A empresa tentou importar 100 mil unidades de conectores e 5.344 unidades de aceitadores de notas de Taiwan, das quais foram retidas 208 caixas contendo o total de 3.328 unidades de aceitadores de notas.

O volume de produtos importados pela empresa no período de três meses, valorados em aproximadamente R$ 9 milhões, e o porte pequeno da empresa foram apontados pela Receita Federal como discrepantes. O estabelecimento sequer recolhe impostos e contribuições federais e os sócios informaram ser isentos nas declarações de Imposto de Renda.

Além disso, o auto da fiscalização realizada no escritório sede da empresa aponta que o local como “um escritório comercial de aproximadamente 33 metros quadrados, com dois banheiros, três mesas, um terminal computador, uma linha telefônica e dois arquivos, sendo um de aço de pequeno porte e outro de madeira tipo divisória”.

O artigo 68 da Medida Provisória 2.158-35/2001 prevê a apreensão de mercadoria importada se houver indícios de cometimento de infração punível com pena de perdimento, até que seja concluído o procedimento de fiscalização.

Já a Instrução Normativa 52/2001, vigente à época da retenção dos bens importados, disciplinava as hipóteses em que se considerava irregular a situação do importador, dentre elas quando houvesse suspeita quanto à idoneidade da empresa.

A desembargadora federal Alda Basto, relatora do acórdão, concluiu que não é ilegal a retenção de mercadorias enquanto pendente a investigação acerca da idoneidade da empresa.

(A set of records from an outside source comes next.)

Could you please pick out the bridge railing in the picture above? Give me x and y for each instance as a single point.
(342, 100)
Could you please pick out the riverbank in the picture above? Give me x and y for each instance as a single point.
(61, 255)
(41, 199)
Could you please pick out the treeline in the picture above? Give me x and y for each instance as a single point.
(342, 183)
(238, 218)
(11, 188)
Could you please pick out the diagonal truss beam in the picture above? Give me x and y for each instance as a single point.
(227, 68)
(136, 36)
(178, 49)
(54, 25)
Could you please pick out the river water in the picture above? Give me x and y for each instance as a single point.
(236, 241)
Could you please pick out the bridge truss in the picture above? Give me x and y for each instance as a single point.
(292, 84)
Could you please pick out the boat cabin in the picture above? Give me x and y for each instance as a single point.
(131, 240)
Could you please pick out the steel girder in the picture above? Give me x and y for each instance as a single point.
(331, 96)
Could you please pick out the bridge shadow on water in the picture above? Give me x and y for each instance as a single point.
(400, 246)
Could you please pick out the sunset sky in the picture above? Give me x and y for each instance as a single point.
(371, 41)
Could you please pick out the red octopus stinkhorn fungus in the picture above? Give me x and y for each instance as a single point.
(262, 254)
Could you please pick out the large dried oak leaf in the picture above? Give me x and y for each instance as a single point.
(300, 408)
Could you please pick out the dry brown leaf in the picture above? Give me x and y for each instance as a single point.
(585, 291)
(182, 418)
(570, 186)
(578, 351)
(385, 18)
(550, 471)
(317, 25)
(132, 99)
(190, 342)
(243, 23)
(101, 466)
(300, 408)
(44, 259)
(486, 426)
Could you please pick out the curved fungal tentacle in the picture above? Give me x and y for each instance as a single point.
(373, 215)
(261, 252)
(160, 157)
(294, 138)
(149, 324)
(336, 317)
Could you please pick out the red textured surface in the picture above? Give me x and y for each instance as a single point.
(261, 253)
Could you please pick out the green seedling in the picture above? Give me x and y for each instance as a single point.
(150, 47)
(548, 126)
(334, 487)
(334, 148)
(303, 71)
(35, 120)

No entanto, segundo o advogado criminalista Enderson Blanco a legislação acima transcrita e apontada pela Autoridade com fundamento não é uma carta branca a autorizar a retenção ao bel prazer do fisco. Há critérios e procedimentos a serem observados pela administração, cuja inobservância resulta em evidente abuso de autoridade a autorizar a intervenção do Colendo Superior Tribunal.

Os atos administrativos devem ser informados pelos princípios da razoabilidade e da proporcionalidade. E, como já asseverou o Ministro Luiz Fux, “A razoabilidade encontra ressonância na ajustabilidade da providência administrativa consoante o consenso social acerca do que é usual e sensato. Razoável é conceito que se infere a contrario sensu; vale dizer, escapa à razoabilidade ‘aquilo que não pode ser’. A proporcionalidade, como uma das facetas da razoabilidade revela que nem todos os meios justificam os fins. Os meios conducentes à consecução das finalidades, quando exorbitantes, superam a proporcionalidade, porquanto medidas imoderadas em confronto com o resultado almejado.” (REsp 728.999/PR).

Se é somente aquele o fundamento inicial para a apreensão, deveria estar devidamente documentado para que o Poder Judiciário pudesse aferir a higidez da conduta praticada pela administração.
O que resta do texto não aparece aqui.